TypeError: default_collate: batch must contain tensors, numpy arrays, numbers, dicts or lists; found <class 'imageio.core.util.Array'>

Godyaochang · December 1, 2019, 5:00pm

Hello Everyone!

I am rather new to PyTorch and I am trying to implement a previous project I had in TF in pytorch.
While testing my code so far I get the following error message:

raceback (most recent call last):
File “train.py”, line 302, in
main()
File “train.py”, line 265, in main
train_log = train(args, train_loader, model, criterion, optimizer, epoch)
File “train.py”, line 119, in train
for i, (input, target) in tqdm(enumerate(train_loader), total=len(train_loader)):
File “D:\Anaconda1\envs\pytorch\lib\site-packages\tqdm\std.py”, line 1081, in iter
for obj in iterable:
File “D:\Anaconda1\envs\pytorch\lib\site-packages\torch\utils\data\dataloader.py”, line 346, in next
data = self._dataset_fetcher.fetch(index) # may raise StopIteration
File “D:\Anaconda1\envs\pytorch\lib\site-packages\torch\utils\data_utils\fetch.py”, line 47, in fetch
return self.collate_fn(data)
File “D:\Anaconda1\envs\pytorch\lib\site-packages\torch\utils\data_utils\collate.py”, line 79, in default_collate
return [default_collate(samples) for samples in transposed]
File “D:\Anaconda1\envs\pytorch\lib\site-packages\torch\utils\data_utils\collate.py”, line 79, in
return [default_collate(samples) for samples in transposed]
File “D:\Anaconda1\envs\pytorch\lib\site-packages\torch\utils\data_utils\collate.py”, line 81, in default_collate
raise TypeError(default_collate_err_msg_format.format(elem_type))
TypeError: default_collate: batch must contain tensors, numpy arrays, numbers, dicts or lists; found <class ‘imageio.core.util.Array’>

This error comes when the following function I defined for training is called:

class Dataset(torch.utils.data.Dataset):

transform = transforms.Compose([
# you can add other transformations in this list
transforms.ToTensor()])

def __init__(self, args, img_paths, mask_paths, aug=False):
    self.args = args
    self.img_paths = img_paths
    self.mask_paths = mask_paths
    self.aug = aug

def __len__(self):
    return len(self.img_paths)

def __getitem__(self, idx):
    img_path = self.img_paths[idx]
    mask_path = self.mask_paths[idx]
    image = imread(img_path)
    mask = imread(mask_path)

    image = image.astype('float32') / 255
    mask = mask.astype('float32') / 255

    if self.aug:
        if random.uniform(0, 1) > 0.5:
            image = image[:, ::-1, :].copy()
            mask = mask[:, ::-1].copy()
        if random.uniform(0, 1) > 0.5:
            image = image[::-1, :, :].copy()
            mask = mask[::-1, :].copy()

    image = image.transpose((2, 0, 1))
    mask = mask[:,:,np.newaxis]
    mask = mask.transpose((2, 0, 1))

    return image, mask

Can someone of you help me in understanding why this error occurs and why it seems that the Dataloader applied on my data seems to return an object and not a tensor?

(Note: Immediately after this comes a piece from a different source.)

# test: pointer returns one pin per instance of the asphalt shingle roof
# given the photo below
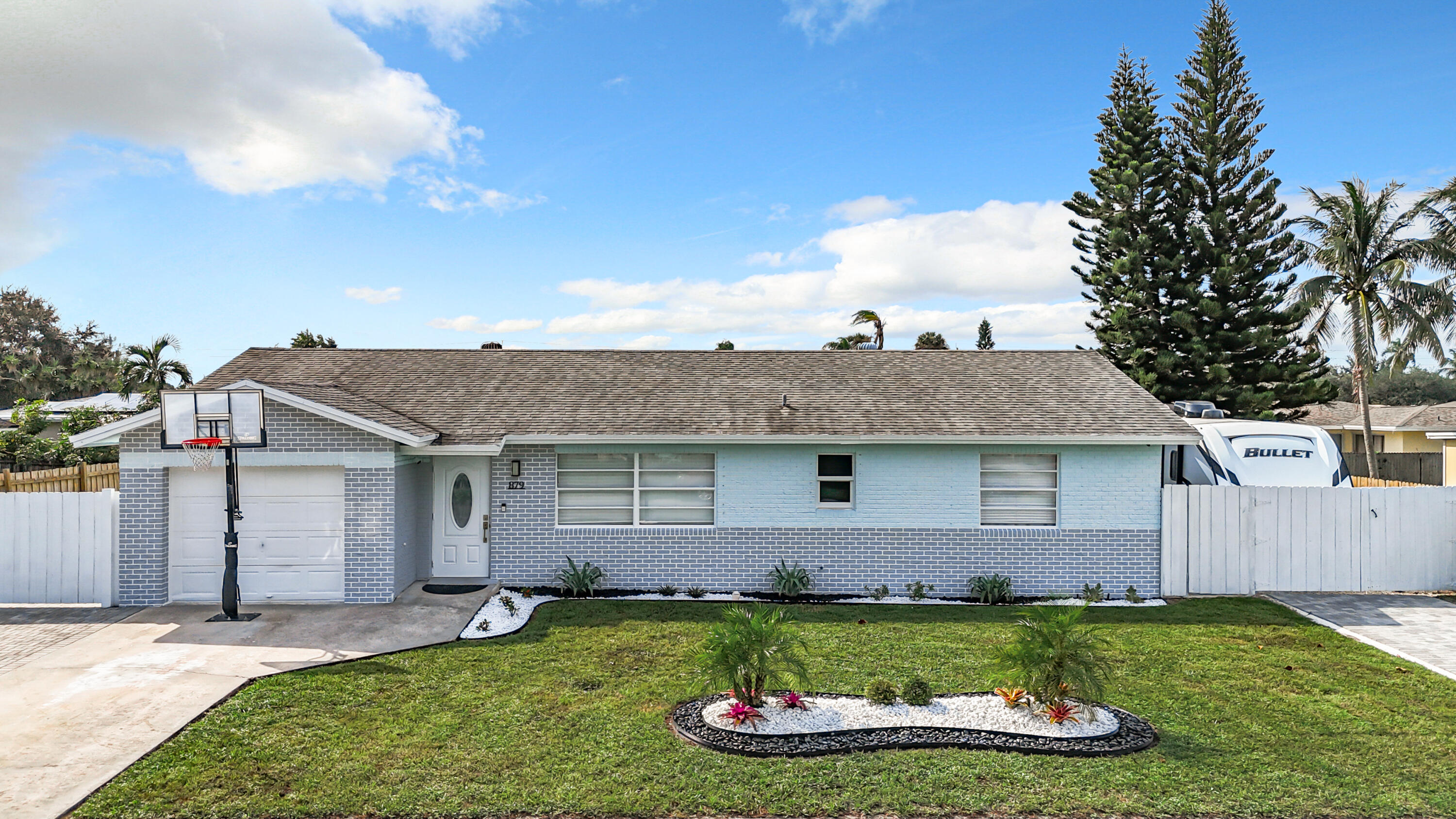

I am sorry if the question might seems obvious or dumb but as I said I am new to PyTorch and I am trying to improve!

Thanks a lot in advance!

albanD · December 1, 2019, 11:28pm

From a quick look at your code, it seems like your image and mask are the return type of imread which are imageio Arrays.
As the error message states, the dataloader cannot handle such type.
You will need to convert it either to a numpy array or a torch Tensor before returning them from your Dataset __getitem__ function.